I’m not sure. I know they bled and replaced the coolant twice. Apparently signs of a shot head gasket is smoke (white or blue – depending on what fluid is mixing with what) when driving? My bike shows no signs of smoke. I’ll add head gasket to the check-list anyway.

GeelKameel wrote:

Tubes inside radiator partly blocked?

Maybe deposits on inner surfaces of the tubes?

or corroded

The radiator was repaired 6 November this year by Radiator King. The invoice listed the following: clean & repair BMW motorbike radiator, remove bottom tank, clean out core, 30% blocked, test & spray. It made no difference to the bike’s symptoms. Either the radiator wasn’t the cause or it’s not what it once was. Your thoughts? How much will a radiator set you back?

Charles Oertel wrote:

So I reckon that the teeth on the water pump gears are worn and end up slipping at high speed.  My guess.

Kingtek will have a good look next year, when there will be more time to take the bike apart. Hopefully it will end up being something this simple.

Weedkiller - Adie wrote:

Eerstens:  as die liggie aankom waai die waaier? Jy noem niks van dit nie.  As die waaier nie aangekom het nie is dit NIE 'n oorverhittings fout.

Ja.
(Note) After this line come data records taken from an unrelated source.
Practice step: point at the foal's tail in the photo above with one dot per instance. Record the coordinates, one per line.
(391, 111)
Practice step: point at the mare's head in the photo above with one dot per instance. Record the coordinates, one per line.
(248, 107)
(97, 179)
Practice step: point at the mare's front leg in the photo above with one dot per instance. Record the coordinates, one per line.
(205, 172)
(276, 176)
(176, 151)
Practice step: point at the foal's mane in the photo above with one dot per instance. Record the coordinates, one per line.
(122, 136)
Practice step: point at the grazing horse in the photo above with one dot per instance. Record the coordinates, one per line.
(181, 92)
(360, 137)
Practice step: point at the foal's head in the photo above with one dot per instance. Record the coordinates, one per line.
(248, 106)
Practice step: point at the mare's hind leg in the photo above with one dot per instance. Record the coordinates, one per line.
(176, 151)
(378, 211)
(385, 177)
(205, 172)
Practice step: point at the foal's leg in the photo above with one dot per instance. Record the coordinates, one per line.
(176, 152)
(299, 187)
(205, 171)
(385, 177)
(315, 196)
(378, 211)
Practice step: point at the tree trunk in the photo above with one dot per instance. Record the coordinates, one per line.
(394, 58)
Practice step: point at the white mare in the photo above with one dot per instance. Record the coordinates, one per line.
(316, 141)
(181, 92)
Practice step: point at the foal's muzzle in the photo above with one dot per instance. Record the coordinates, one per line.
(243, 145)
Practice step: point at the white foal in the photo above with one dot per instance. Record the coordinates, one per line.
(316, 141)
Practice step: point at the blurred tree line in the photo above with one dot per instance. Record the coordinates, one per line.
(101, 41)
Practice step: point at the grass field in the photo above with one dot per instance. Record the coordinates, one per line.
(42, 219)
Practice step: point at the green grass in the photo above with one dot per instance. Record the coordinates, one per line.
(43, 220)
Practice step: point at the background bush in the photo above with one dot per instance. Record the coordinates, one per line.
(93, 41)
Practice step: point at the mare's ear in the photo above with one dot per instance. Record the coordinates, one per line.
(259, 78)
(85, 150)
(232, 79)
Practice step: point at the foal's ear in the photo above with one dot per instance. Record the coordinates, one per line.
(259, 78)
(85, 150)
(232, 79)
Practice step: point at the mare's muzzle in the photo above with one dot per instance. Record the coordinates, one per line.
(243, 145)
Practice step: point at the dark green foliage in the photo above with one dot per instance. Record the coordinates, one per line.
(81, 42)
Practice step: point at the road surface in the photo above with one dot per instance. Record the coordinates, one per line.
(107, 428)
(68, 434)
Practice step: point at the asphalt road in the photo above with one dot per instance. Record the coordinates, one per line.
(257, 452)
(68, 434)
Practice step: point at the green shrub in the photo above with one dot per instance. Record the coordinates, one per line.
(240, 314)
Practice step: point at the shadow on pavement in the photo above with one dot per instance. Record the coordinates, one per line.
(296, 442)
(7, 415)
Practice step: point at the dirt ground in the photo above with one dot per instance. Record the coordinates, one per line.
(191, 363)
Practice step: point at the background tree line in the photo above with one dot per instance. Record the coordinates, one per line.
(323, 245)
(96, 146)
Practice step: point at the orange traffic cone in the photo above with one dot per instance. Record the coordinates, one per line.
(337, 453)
Kingtek het eers gedink dat daar dalk net fout is met die liggie self, maar dit lyk nie soos ‘n elektroniese problem nie.

Weedkiller - Adie wrote:

Tweedens: wat is aan die fiets gedoen net voor die probleem begin het?

Hy het al hierdie problem vandat ek hom gekry het. Die persoon wat die motorfiets aan my verkoop het, koop motorfietse, maak hulle reg en verkoop hulle as ‘n stokperdjie. Ongelukkig ry hy hulle nie (laai altyd op ‘n sleepwa) en het nie van die problem geweet nie. Die fiets was vir sy 30,000km service gevat na Shane by Yamaha voor ek hom gaan haal het. My kêrel sou die fiets vir my huis toe bestuur. Die oorverhitliggie het aangekom op die M3. Die ou wat die fiets aan my verkoop het, het die fiets teruggevat na Shane. Dit het gelyk of die problem opgelos was, maar ek dink al wat gebeur het was dat die spoed waar dit begin oorverhit net verhoog het. Omdat ek die fiets vir ‘n ruk gery het voordat ek dit vir die eerste keer op ‘n nasionale hoofweg geneem het, het die problem nie weer verskyn nie. Die M3 is nie lank genoeg om die probleem nou te wys nie. Dit vat nou omtrent 15-20 min van 120km/h ry voordat die liggie aankom.

Weedkiller - Adie wrote:

Derdens: As jy net die fiets start en laat loop (idle) moet die waaier eers na ongeveer 15minute aankom.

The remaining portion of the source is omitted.